¿Estaba realmente el TLC escrito en piedra?

La pregunta que da titulo a este artículo ha sido sin duda alguna, una de las más importantes interrogantes que ha conmocionado la vida político electoral de nuestro país desde inicios del año 2005.

Hoy todavía recuerdo la polémica causada por aquella famosa afirmación del Presidente de la República quien dijo ”El TLC está escrito en piedra” luego de que el eterno candidato de oposición el señor Ottón Solís Fallas, se atrevió a realizar una gira a los Estados Unidos de Norteamérica para hablar con asesores de los asesores de los asesores de los congresistas estadounidenses, solicitándoles una renegociación del famoso Tratado de Libre Comercio que el pueblo de Costa Rica decidió ratificar el pasado 7 de octubre, a pesar del dolor que esto pueda causarle algunos de los que hoy se niegan o se negaron en primera instancia a aceptar tal resultado.

Aunque en los primeros días del mes de octubre del presente año se dio por fin una respuesta contundente por parte de la Ministra de Comercio Exterior del gobierno norteamericano Susan Schwab y una carta del propio presidente de ese país George W. Bush, a la pregunta que lanzo al inicio de este articulo, descartando la posibilidad de renegociar un Tratado de Libre Comercio con Costa Rica y enfatizando la incertidumbre imperante sobre las preferencias otorgadas al país mediante la Iniciativa para la Cuenca del Caribe.
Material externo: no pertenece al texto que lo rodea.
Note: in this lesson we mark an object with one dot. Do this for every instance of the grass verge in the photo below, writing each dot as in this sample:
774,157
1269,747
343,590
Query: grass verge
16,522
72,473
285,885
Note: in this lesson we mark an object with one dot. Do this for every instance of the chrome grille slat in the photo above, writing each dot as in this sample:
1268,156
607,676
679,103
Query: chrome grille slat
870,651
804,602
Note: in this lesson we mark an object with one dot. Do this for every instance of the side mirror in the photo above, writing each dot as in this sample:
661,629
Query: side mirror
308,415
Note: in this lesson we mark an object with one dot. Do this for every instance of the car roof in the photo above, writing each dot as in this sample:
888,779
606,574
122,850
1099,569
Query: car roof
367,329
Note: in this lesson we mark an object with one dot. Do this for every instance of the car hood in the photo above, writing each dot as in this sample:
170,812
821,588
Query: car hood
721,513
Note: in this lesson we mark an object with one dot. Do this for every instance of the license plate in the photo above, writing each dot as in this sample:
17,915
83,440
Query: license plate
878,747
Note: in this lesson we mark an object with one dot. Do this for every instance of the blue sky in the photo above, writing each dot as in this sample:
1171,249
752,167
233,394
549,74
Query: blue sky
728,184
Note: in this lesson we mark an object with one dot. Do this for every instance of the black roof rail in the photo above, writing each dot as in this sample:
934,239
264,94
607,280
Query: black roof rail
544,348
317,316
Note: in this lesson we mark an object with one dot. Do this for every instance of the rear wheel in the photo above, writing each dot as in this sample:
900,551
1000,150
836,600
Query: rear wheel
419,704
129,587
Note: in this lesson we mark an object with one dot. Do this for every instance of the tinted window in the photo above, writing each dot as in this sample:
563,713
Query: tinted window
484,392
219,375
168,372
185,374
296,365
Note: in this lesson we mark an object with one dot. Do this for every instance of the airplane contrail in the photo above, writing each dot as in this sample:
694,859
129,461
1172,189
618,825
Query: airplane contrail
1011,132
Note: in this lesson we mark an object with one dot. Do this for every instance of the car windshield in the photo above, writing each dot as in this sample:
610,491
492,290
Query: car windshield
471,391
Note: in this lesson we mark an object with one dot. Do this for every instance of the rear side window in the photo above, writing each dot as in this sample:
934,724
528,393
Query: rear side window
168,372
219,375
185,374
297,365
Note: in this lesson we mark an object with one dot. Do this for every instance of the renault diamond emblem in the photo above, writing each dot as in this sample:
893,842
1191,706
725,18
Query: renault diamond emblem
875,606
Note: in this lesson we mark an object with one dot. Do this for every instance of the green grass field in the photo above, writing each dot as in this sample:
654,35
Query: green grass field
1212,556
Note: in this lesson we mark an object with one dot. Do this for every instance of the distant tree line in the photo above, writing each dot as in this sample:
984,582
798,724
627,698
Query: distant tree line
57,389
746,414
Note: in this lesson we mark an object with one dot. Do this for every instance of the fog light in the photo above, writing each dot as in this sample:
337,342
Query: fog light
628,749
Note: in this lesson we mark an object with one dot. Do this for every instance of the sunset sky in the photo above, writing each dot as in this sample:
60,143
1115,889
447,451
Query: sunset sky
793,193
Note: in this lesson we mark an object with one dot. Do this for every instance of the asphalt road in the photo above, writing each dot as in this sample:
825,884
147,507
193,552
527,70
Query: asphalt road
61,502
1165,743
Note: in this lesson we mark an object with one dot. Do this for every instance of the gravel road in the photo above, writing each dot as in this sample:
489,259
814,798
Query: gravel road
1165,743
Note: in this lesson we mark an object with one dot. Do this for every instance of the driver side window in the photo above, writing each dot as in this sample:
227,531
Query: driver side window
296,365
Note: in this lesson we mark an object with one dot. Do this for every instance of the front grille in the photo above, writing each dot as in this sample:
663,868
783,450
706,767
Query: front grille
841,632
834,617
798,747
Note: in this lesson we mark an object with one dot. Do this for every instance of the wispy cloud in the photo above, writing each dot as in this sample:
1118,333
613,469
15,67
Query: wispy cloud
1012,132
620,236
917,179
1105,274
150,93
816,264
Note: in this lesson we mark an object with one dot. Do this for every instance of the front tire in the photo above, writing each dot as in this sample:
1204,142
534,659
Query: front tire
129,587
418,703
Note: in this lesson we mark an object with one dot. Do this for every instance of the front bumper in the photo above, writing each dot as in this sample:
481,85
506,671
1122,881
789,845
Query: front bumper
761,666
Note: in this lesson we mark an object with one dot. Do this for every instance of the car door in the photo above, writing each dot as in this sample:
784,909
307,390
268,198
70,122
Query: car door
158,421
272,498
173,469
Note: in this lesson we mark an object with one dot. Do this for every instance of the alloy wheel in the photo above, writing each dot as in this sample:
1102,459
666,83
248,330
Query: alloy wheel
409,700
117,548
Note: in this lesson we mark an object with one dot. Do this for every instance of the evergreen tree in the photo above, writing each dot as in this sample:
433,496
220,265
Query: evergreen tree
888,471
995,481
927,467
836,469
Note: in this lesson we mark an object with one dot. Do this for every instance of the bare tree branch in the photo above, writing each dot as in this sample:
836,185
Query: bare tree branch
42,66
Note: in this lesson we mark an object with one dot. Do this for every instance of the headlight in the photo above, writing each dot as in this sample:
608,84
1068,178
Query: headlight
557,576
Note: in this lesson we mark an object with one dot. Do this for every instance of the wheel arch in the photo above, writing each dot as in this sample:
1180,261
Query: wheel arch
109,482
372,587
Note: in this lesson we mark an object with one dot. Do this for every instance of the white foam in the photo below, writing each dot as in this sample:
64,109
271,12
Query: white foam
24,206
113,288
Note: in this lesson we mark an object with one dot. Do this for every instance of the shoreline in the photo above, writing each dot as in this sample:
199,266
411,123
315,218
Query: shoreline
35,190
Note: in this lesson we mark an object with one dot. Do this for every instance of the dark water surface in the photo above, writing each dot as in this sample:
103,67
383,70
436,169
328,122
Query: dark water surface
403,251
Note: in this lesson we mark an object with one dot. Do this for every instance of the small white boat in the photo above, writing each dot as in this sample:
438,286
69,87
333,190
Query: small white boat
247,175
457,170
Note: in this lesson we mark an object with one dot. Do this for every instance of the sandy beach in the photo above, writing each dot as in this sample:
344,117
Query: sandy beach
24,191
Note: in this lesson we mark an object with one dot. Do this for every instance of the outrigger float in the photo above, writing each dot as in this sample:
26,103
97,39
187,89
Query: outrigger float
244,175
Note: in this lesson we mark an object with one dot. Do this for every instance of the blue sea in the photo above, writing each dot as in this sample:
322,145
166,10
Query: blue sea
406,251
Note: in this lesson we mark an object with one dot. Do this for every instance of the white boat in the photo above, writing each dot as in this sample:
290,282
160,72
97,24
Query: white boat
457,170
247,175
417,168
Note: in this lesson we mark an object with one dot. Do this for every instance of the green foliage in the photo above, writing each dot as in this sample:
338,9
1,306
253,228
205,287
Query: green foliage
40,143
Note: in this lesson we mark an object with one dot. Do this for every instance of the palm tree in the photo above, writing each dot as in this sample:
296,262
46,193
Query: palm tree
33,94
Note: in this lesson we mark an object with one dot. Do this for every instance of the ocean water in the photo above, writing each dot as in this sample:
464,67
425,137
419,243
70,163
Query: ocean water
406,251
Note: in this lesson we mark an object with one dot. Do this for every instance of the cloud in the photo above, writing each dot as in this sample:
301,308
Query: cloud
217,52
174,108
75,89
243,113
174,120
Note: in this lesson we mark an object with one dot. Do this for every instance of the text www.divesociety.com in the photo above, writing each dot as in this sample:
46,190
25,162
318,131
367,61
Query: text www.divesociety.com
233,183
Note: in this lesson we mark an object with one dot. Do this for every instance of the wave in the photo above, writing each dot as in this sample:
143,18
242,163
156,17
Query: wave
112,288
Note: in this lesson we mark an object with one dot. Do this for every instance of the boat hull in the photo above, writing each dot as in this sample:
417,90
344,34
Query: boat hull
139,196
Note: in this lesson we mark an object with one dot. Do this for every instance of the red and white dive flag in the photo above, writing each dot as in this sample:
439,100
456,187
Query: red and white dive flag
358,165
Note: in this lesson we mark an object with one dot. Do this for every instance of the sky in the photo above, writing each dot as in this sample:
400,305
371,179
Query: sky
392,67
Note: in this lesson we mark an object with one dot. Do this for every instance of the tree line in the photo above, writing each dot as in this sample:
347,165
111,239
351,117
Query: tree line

No puedo dejar de lamentarme el ¿por qué? Esta respuesta que hoy corrobora que efectivamente el TLC estaba escrito en piedra y que esa famosa frase no fue una declaración arrogante sino más bien sabia de nuestro presidente, tardo tanto en llegar.

Todo lo anterior me lleva a preguntarme ¿En algún momento el TLC fue renegociable? ¿Si el TLC nunca fue renegociable porqué decirlo hasta ahora? Acaso no ven ustedes lectores que el mito de la renegociación dio vida a un partido que amparado en su código de ética, baso prácticamente todo su sustento ideológico y electoral de cara al 2006, en una renegociación que nunca existió.

El mito de la renegociación permitió consolidar una tercera fuerza política en la vida política nacional, que escudándose en la mentira, engañando al pueblo que vio en las elecciones de 1998, el surgir de un partido que decía ser diferente a los demás, al autoproclamarse libre de codicia, de corrupción y comprometido con los intereses del pueblo de Costa Rica, no con los intereses de la figura personalista fundadora del mismo.

Hoy me pregunto ¿dónde quedaron estos nobles intereses que el Partido Acción Cuidadana tomo por bandera en sus inicios?

Bien dijo Robert Michels en su famosa Ley de Hierro de la Oligarquía “En las organizaciones políticas cuyos fines son democráticos, surgen con toda probabilidad, estructuras oligárquicas que desvían a las organizaciones de los medios y los fines de la práctica democrática”, así que juzguen ustedes.